Deferred Financing Costs
Deferred financing costs incurred in connection with the issuance of long-term debt and establishing credit facilities are capitalized and amortized to interest
expense based on the related debt agreements. Deferred financing costs are included in other assets on the Consolidated Balance Sheets.
Other Assets
Other assets consist primarily of long-term marketable securities, security deposits, transferable liquor licenses and certain custom furniture pre-ordered for future
Shacks and yet to be placed in service.
The costs of obtaining non-transferable liquor licenses that are directly issued by local government agencies for nominal fees are expensed as incurred. The costs of
purchasing transferable liquor licenses through open markets in jurisdictions with a limited number of authorized liquor licenses are capitalized as indefinite-lived
intangible assets. Annual liquor license renewal fees are expensed over the renewal term. As of December 30, 2015 and December 31, 2014, indefinite-lived
intangible assets relating to transferable liquor licenses totaled $701 . We evaluate our indefinite-lived intangible assets for impairment annually during our fiscal
fourth quarter, and whenever events or changes in circumstances indicate that an impairment may exist. When evaluating other intangible assets for impairment,
we may first perform a qualitative assessment to determine whether it is more likely than not that an intangible asset group is impaired. If we do not perform the
qualitative assessment, or if we determine that it is not more likely than not that the fair value of the intangible asset group exceeds its carrying amount, we
calculate the estimated fair value of the intangible asset group. If the carrying amount of the intangible asset group exceeds the estimated fair value, an impairment
charge is recorded to reduce the carrying value to the estimated fair value. In addition, we continuously monitor and may revise our intangible asset useful lives if
and when facts and circumstances change.
Equity-based Compensation
Equity-based compensation expense is measured based on fair value. We recognize compensation expense on a straight-line basis over the requisite service period.

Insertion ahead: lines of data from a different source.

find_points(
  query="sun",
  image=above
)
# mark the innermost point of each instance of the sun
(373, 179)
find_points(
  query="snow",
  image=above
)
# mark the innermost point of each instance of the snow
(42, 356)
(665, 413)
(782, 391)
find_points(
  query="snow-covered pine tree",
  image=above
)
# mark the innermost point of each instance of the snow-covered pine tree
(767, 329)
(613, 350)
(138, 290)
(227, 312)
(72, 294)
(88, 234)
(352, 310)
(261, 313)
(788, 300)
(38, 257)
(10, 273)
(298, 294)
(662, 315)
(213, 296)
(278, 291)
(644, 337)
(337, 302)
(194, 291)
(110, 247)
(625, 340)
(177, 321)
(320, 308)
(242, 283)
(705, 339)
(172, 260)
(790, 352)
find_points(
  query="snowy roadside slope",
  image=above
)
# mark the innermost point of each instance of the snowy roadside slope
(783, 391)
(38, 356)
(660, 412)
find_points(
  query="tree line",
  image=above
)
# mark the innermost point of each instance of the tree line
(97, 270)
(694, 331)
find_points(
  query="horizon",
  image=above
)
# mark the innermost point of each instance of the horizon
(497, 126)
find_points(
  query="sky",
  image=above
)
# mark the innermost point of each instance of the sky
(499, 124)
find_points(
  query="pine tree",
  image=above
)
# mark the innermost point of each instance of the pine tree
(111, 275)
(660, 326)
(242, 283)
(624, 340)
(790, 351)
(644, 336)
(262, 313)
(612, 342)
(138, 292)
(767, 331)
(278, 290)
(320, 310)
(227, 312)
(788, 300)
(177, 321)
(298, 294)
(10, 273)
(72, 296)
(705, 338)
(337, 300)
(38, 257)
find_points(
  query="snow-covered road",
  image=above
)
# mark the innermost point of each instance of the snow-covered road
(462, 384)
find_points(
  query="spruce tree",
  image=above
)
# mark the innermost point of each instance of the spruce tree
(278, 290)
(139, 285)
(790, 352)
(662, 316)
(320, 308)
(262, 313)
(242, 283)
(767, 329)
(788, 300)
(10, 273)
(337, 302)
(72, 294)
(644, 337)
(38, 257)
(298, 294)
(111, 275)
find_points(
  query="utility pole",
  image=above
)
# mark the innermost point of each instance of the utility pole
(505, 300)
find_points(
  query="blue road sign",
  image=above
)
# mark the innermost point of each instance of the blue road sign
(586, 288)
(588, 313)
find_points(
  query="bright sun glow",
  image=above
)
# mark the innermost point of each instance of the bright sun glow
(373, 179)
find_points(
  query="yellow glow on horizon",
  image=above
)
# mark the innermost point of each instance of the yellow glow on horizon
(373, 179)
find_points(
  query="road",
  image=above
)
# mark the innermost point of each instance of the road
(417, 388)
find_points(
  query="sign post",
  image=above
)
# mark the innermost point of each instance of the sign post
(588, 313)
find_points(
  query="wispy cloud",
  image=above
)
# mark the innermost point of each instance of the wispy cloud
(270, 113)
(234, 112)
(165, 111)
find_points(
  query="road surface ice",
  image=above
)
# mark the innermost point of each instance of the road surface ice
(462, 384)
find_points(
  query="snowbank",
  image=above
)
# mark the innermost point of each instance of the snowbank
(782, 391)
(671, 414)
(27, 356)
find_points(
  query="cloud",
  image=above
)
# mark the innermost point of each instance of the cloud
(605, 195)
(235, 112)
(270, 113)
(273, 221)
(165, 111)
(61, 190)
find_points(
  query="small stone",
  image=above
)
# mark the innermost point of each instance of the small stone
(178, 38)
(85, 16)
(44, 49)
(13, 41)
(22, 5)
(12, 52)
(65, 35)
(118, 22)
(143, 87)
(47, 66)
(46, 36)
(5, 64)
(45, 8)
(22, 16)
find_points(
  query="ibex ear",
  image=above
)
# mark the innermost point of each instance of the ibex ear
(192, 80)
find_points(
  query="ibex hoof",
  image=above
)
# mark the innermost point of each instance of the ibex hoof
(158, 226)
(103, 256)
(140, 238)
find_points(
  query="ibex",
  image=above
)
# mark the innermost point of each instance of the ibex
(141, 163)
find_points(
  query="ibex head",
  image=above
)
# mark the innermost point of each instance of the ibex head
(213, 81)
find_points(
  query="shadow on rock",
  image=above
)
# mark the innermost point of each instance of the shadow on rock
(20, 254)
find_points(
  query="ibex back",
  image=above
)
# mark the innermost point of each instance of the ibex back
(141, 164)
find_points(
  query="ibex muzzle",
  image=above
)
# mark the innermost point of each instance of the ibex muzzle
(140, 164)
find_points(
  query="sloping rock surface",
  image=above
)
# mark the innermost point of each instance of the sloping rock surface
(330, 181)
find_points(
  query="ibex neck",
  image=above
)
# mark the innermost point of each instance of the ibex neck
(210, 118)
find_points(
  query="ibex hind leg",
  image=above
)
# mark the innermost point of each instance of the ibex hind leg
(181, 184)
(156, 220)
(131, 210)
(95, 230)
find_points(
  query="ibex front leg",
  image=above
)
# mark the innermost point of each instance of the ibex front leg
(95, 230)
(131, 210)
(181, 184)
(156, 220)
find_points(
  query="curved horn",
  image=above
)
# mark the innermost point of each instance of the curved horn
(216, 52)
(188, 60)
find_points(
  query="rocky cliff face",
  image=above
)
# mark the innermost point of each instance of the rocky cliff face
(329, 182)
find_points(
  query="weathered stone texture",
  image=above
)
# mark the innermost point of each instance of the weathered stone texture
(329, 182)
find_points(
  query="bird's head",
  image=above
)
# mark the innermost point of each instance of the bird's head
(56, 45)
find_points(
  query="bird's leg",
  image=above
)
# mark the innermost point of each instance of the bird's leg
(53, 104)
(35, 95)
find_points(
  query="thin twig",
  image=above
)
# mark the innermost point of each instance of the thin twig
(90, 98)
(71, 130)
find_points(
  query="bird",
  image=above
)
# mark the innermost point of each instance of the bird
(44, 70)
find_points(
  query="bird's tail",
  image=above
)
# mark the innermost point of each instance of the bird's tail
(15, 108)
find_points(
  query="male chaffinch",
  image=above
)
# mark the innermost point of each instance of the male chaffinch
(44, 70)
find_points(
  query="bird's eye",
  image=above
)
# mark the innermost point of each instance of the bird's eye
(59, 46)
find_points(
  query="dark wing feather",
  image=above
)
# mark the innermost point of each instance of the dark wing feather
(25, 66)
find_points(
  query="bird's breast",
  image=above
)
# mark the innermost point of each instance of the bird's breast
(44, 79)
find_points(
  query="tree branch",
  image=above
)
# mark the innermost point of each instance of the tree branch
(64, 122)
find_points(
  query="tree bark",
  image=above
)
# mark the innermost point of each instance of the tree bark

For awards with graded-vesting features and service conditions only, compensation expense is recognized on a straight-line basis over the total requisite service
period for the entire award. Equity-based compensation expense is included within general and administrative expenses on the Consolidated Statements of Income
(Loss).
Leases
We lease all of our domestic company-operated Shacks, our home office and certain equipment under various non-cancelable lease agreements that expire on
various dates through 2032. Generally, our real estate leases have initial terms ranging from 10 to 20 years and typically include two five -year renewal options. At
the inception of each lease, we determine its classification as an operating or capital lease. All of our leases are classified as operating leases and typically provide
for fixed minimum rent payments and/or contingent rent payments based upon sales in excess of specified thresholds. When the achievement of such sales
thresholds are deemed to be probable, contingent rent is accrued in proportion to the sales recognized during the period. For operating leases that include rent
holidays and rent escalation clauses, we recognize rent expense on a straight-line basis over the lease term from the date we take possession of the leased property.
The difference between the straight-line rent amounts and amounts payable under the lease agreements is recorded as deferred rent and is included as rent expense
in occupancy and related expenses on the Consolidated Statements of Income (Loss). Rent expense incurred before a Shack opens is recorded in pre-opening costs.